Nigeria Union of Teachers is a major trade union in Nigeria. It was formed to create a united front for practitioners of the teaching profession in the country. Major objectives of the union covers the improvement in economic conditions of teachers, an avenue for bringing forth ideas about the educational development of the country from the perspectives of teachers and general economic security for teachers in the country.

==History==
The union was formally inaugurated in 1931, it came about partly as a result of vulnerabilities exposed by the Great Depression, which led to cuts in teachers salaries and a seeming lack of job security.

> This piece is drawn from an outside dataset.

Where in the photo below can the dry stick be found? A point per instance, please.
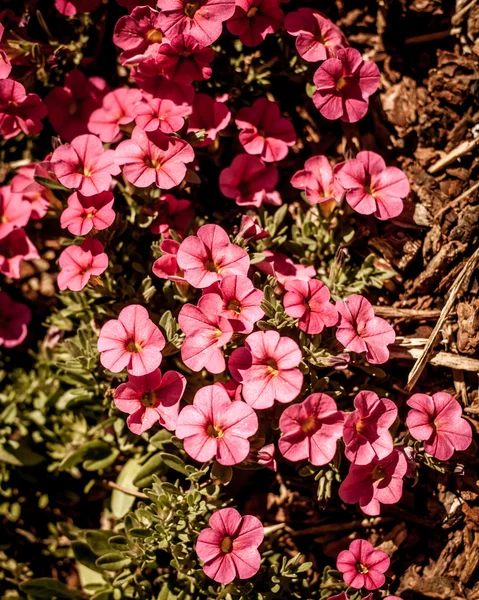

The use of irregular and unpredictable educational codes for teachers and salary cuts led to an increase in teachers associations mushrooming in various southern Nigerian cities, particularly in Calabar, Lagos, and Abeokuta. The various associations, however, realized that harmonizing the objectives of the groups to bring about a united front will create a powerful vocal union for the interest of the teachers. On July 8, 1931, the teachers associations of Lagos, Agege, Abeokuta, Ibadan, Calabar and Ijebu-Ode joined together to form the Nigeria Union of Teachers. The first president of the group and chairman of the July 1931 meeting was the Rev. Oludotun Ransome Kuti, the husband of Chief Funmilayo Ransome-Kuti and father of Fela Anikulapo Kuti.

On Children's Day, May 27, 1972, Chief Omoz Oarhe, the N.U.T. president, oversaw the merger with the Northern State Teachers Union, an association founded by Mallam Aminu Kano and a few northern Nigerian teachers in 1948.

To some extent, the union has lived up to it expectations as it has provided an umbrella body for the teachers of the country. Several strike actions were embarked upon at the instance of the union.